A promising area of research is the investigation of induced resistance (IR) and its potential relationship to AsA metabolism. IR is a plant defense mechanism triggered by various stimuli, including pathogen infection, insect herbivory, wounding, beneficial microbes, or exogenous application of natural or synthetic compounds. This defense response can either directly activate plant defenses or prime them for more rapid and robust responses to subsequent pathogen challenges. While IR has been shown to enhance disease resistance and stress tolerance, it may also affect plant growth and development, highlighting the importance of monitoring potential fitness costs associated with this defense strategy.

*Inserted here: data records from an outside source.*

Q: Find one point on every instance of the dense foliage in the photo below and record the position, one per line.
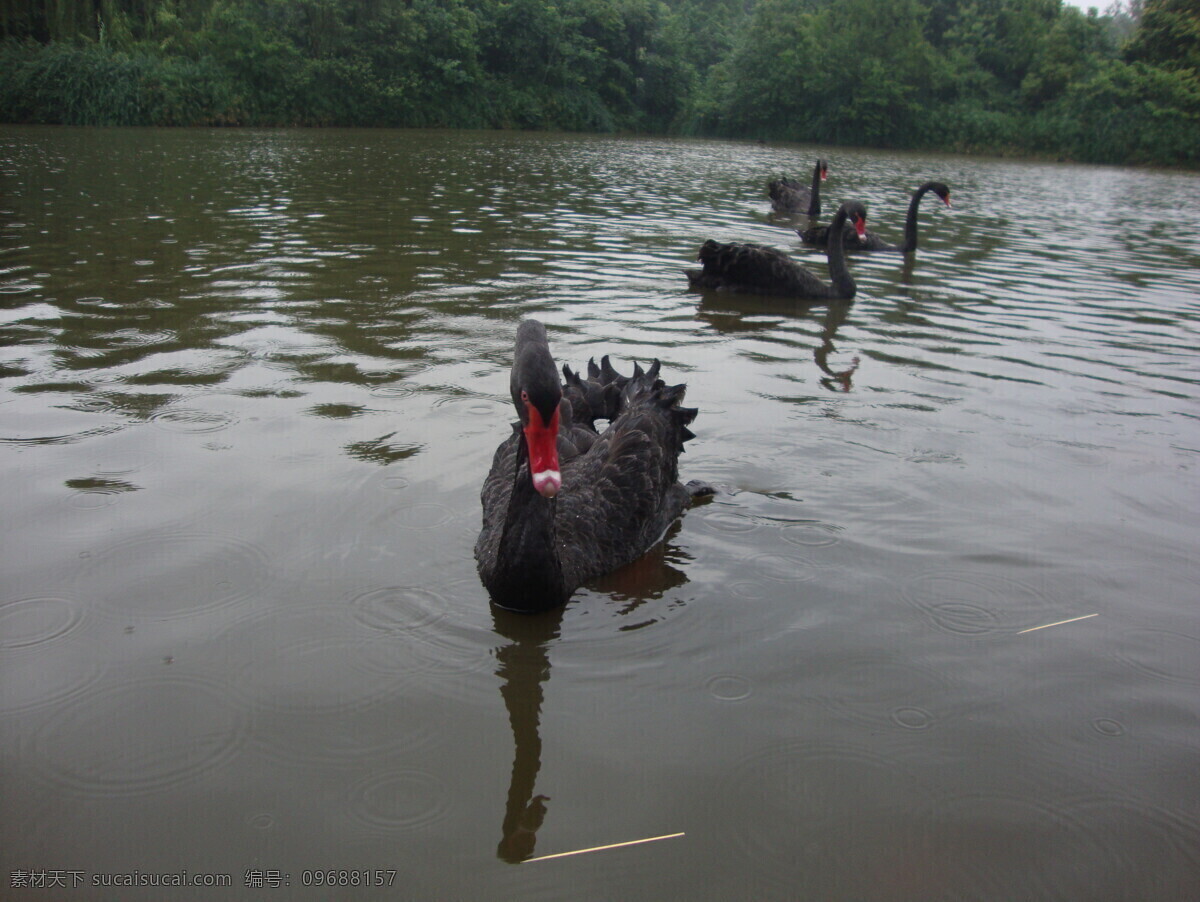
(1001, 76)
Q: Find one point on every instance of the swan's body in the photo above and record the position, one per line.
(564, 504)
(789, 197)
(819, 235)
(754, 269)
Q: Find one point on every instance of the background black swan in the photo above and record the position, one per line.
(819, 235)
(754, 269)
(564, 504)
(787, 196)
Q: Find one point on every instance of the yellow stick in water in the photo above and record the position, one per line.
(599, 848)
(1060, 623)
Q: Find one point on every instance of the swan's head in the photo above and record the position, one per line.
(856, 214)
(537, 395)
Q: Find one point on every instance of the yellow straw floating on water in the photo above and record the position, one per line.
(1060, 623)
(600, 848)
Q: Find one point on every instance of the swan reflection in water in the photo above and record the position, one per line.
(523, 668)
(729, 312)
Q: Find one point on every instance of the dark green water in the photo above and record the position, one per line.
(251, 384)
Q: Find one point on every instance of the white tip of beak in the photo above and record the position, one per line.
(547, 482)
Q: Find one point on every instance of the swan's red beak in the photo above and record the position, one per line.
(543, 442)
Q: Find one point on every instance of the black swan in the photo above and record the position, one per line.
(787, 196)
(564, 504)
(754, 269)
(819, 235)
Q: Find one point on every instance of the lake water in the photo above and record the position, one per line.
(251, 383)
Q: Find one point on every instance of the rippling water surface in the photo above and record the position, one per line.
(251, 384)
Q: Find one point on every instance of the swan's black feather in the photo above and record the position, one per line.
(621, 489)
(754, 269)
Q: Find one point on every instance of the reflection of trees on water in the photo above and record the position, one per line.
(729, 313)
(523, 668)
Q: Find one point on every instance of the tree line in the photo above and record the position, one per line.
(989, 76)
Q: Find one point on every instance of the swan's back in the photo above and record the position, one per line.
(753, 269)
(624, 491)
(619, 488)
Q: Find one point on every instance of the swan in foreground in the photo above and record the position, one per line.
(563, 503)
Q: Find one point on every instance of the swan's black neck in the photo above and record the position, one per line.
(528, 572)
(910, 223)
(839, 274)
(815, 202)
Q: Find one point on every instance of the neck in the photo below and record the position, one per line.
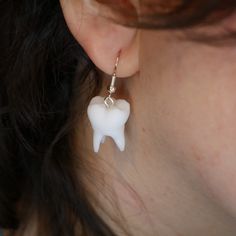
(153, 189)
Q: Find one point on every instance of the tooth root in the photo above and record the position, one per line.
(119, 138)
(97, 139)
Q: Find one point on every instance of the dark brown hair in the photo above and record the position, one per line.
(41, 67)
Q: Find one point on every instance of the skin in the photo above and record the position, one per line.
(177, 175)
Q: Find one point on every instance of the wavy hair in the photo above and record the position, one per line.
(42, 67)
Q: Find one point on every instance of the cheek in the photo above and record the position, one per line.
(196, 119)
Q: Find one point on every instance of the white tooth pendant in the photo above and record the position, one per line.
(108, 117)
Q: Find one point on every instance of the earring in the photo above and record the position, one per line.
(108, 116)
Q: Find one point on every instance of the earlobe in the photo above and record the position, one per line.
(102, 39)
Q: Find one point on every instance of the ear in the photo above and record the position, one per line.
(101, 38)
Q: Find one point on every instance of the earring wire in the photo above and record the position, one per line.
(109, 101)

Developing precision breeding strategies

Future research directions should be focused on refining biotechnological methodologies to enhance AsA content while minimizing any negative impacts on plant performance. This effort requires a more profound understanding of the key regulatory factors and pathways involved in AsA synthesis, as well as the feedback mechanisms that maintain homeostasis within the plant^[160]. Furthermore, research is needed to identify the potential advantages of synthetic nutrients, which can offer high bioavailability and be produced through controlled chemical reactions or bacterial fermentation^[161]. These studies will be critical for developing effective strategies to bolster AsA levels while ensuring human nutrition and overall plant health and productivity. The application of CRISPR/Cas9 and other gene-editing technologies, using the information provided by multi-omics data, will enable the precise manipulation of ascorbate biosynthesis pathways. For example, the QTLs vitc10.1 and vitc8.1 have been proposed for tomato nutrient improvement^[162] CRISPR-Cas9 editing in tomato has been already implemented^[163] as well as in various plants^[164].

In conclusion, the application of multi-omics and systems biology approaches has significantly advanced our understanding of AsA metabolism and regulation. These approaches have enabled the identification of key genes, pathways, and regulatory mechanisms, leading to practical applications in crop improvement and stress tolerance^[165]. The ongoing integration of multi-omics data, coupled with the development of sophisticated computational models, is expected to further enhance our capability to manipulate ascorbate levels in plants. This will contribute to improved crop resilience and nutritional quality, fostering advancements in agricultural sustainability and food security.